Thanks Tobin, and everyone elses' input. I have been very busy and emotionally drained from this whole ordeal.
It is now obvious that UPDOX was NOT the source. In the "heat" of it all I thought it was. We do not know where the attack came from, likely never will.
Now have malware bites real time scanning in all computers. $3k for 20 stations for 3 years, but far cheaper than paying $70k (?) ransom for their data as UCLA recently did.
Java is now up to date. Some computers had old java as updox desktop app was not working with newer java way back then. This issue has been corrected per updox; it now works on newest java. It would have been nice for UPDOX to send a note about this, maybe they did and I did not notice. As we well know, inertia takes over and it is easy to let things be the way they are. It takes effort to change. "if it ain't broken don't fix it" Well, it did break, big time. Well at least the data was not compromised. IT tells me no data was ever transferred out, so you will not be reading about me in the NYTimes anytime soon. Maybe just as an epitaph.
All admin rights have been revoked. No-one can stop antivirus / malware bites scans anymore. No more installing programs on your own. A pain to have to ask for anything to be done, but such is life.

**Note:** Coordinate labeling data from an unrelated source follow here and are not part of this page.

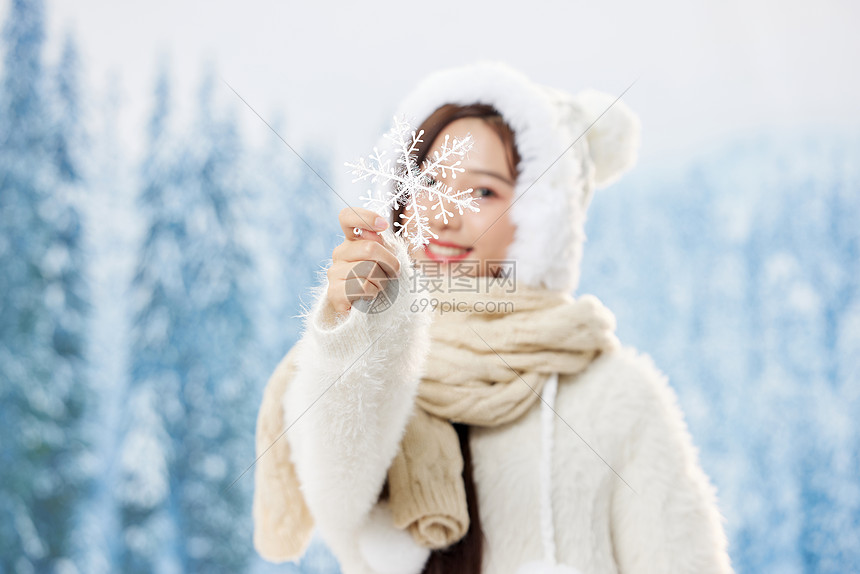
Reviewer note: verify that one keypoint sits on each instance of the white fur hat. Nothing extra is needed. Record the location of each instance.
(555, 186)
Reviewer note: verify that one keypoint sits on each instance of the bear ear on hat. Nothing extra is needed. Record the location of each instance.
(613, 140)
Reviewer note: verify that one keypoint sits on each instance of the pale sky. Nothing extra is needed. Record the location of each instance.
(704, 71)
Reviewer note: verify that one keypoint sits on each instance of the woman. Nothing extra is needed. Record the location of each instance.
(469, 426)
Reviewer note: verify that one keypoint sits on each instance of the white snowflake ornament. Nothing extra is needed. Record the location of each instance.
(405, 183)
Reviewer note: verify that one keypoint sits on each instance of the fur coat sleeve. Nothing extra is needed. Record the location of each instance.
(671, 523)
(343, 394)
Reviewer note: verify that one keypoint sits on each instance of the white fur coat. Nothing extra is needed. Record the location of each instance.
(628, 493)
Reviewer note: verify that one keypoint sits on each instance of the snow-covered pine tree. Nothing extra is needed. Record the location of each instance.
(213, 343)
(192, 364)
(297, 227)
(111, 224)
(42, 311)
(153, 399)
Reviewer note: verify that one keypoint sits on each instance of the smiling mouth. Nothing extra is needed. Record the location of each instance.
(443, 252)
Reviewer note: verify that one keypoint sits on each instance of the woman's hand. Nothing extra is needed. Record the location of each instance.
(360, 265)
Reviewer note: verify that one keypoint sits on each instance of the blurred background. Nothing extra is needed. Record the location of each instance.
(158, 239)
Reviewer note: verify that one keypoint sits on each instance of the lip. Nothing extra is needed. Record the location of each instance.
(435, 257)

We were back to working order Monday, as if nothing ever happened. Minus 2 hours of work. And a lot more gray hair.
Part of the problem is that my associate and I usually access out office via rdp (used to be logmein but rdp is free) from different computers in different hospitals to do our charting. We also access other hospitals via rdp / cisco (methodist, baptist, CSR) to view patient info on their EMR / PACS). We also access from home, but at least we have control over that. We have no way of knowing if one of those hospital computers had an infection and can't control for their antivirus / malware status.
Any advise on this regard would be appreciated. Obviously best solution would be to have a completely isolated network, but that is not practical. We need real time access to our data to best care for our patients, chart/bill, and keep our overhead low.